When I saw the bountiful spread laid out on a barbeque table in Dad’s friend’s backyard, I flinched. All I could think of was how proud everyone had been at the UNDP the day before because they managed to find cheese on the black market to serve at a thank you party in my honor.

On the way back to the hotel, I wondered how anyone could become accustomed to living in such starkly contrasting conditions: on the one hand so bleak and dismal, and the other so opulent and magnificent. I knew I could never drive through streets with children clothed in tatters, who foraged for food in mounds of garbage, to a magnificent home with servants, and copious, gourmet food.

10 comments

  1. Anonymous // March 19, 2009 at 4:34 PM  

    WOW. What a powerful post. How very sad the conditions these people live in. I understand the conflict in your head though. I don't know how I could live in such wealth when right outside my wall is such poverty. But maybe those inside the wall have gotten used to seeing the poor, have become desensitized to them.

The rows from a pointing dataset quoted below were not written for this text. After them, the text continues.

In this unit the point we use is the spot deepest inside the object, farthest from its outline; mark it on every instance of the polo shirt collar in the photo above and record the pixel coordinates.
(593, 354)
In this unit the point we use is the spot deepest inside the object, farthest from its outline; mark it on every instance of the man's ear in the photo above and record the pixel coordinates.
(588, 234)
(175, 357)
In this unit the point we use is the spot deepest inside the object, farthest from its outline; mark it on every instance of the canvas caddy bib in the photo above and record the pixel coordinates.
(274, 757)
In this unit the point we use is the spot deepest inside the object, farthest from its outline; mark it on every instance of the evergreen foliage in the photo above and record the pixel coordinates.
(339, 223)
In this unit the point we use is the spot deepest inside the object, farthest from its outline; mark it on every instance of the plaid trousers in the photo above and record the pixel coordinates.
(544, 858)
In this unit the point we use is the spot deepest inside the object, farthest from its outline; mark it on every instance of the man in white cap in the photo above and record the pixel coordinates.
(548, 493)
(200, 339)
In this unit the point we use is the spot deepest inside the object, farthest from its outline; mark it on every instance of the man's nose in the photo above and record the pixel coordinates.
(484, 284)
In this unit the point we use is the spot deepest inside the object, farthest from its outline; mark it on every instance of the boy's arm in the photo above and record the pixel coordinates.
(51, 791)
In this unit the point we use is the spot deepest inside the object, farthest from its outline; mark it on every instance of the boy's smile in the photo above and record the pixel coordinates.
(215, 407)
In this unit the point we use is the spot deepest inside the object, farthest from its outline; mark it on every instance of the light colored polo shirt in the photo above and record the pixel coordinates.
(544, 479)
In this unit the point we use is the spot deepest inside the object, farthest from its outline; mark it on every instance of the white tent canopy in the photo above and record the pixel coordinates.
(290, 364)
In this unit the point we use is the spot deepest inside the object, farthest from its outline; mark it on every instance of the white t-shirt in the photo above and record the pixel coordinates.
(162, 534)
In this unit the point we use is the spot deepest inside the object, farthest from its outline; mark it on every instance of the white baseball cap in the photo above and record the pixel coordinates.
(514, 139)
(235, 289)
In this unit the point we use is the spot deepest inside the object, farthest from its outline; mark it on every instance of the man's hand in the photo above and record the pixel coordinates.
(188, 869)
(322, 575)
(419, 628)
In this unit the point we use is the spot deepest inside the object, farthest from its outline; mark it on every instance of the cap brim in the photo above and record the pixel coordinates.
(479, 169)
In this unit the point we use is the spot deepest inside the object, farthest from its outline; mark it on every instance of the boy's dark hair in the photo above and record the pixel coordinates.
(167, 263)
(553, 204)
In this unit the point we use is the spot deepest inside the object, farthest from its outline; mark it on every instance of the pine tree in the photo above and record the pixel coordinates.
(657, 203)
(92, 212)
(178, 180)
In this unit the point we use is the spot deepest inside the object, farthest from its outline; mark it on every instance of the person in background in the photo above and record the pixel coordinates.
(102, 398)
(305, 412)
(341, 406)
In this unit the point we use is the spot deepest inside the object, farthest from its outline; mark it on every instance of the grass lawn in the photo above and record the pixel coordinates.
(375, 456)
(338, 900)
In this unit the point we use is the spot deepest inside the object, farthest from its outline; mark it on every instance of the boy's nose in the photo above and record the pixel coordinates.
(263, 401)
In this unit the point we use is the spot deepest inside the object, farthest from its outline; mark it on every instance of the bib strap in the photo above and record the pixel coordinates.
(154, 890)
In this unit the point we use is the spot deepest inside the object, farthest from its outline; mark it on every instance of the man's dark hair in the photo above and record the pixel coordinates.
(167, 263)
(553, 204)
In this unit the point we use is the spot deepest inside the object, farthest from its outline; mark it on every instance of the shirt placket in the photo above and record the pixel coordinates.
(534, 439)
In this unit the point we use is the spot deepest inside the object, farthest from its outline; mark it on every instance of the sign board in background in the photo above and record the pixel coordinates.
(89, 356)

    I would be interested in hearing the story from "inside the walls", their viewpoint on their country.

    These have been insightful reports. Thanks!

  2. Mary Ricksen // March 19, 2009 at 4:36 PM  

    It just doesn't seem right does it.
    I can understand the feeling just short of disgust that it must have
    given you to see all that opulence amidst the poverty.
    If I could change the world...

  3. Jianne Carlo // March 19, 2009 at 5:30 PM  

    Thanks for your comments, Mary and Cyndi. The worst and best parts are still to come, and I will end the trip to Guyana with part 4.

    Jianne

  4. Scarlet Pumpernickel // March 19, 2009 at 5:57 PM  

    What a wonderful descriptive blog! I could see the kites and hear the people! Thanks for sharing!

    Scarlet

  5. Mona Risk // March 19, 2009 at 6:11 PM  

    Jianne, what you describe here happen in every country of the third world in Asia, Africa and South America. Unfortunately, that's the way the world is going. The rich get richer, and the poor get poorer. Even here inthe US if we watch the daily news and scandals. Have you seen the movie, Slumboy Millionaire? If you have a weak heart don't go.

  6. Liz Jasper // March 19, 2009 at 6:32 PM  

    Love the idea of volunteers doing all that community work. Nice image.

  7. Edie Ramer // March 19, 2009 at 8:20 PM  

    Jianne, this left me feeling emotional. The picture you painted of poverty in heartbreaking, especially when compared to the opulence.

  8. Mary Marvella // March 19, 2009 at 10:11 PM  

    Jianne, that post held so much joy and sadness. What a beautiful job of making us aware. I won't soon forget this one.

    MORE!

  9. Josie // March 20, 2009 at 8:51 AM  

    Jianne,
    I have followed your posts on this from the beginning. Poignant and powerful, and so insightful. Thank you for sharing.

  10. Terry Odell // March 20, 2009 at 10:43 AM  

    Wonderful post. We traveled to South Africa and the contrasts there are heart-gripping. On our excursion from our hotel in Victoria Falls to the Chobe game park (which is in another country, albeit only about an hour away), our driver planned to shop for things like rice and cooking oil -- because these were products not avialable in the local shops. Not banned or anything, just 'out of stock'.

    Seeing billboards encouraging safe sex and saying things like, "real men don't hit their women" makes you reassess what we have here.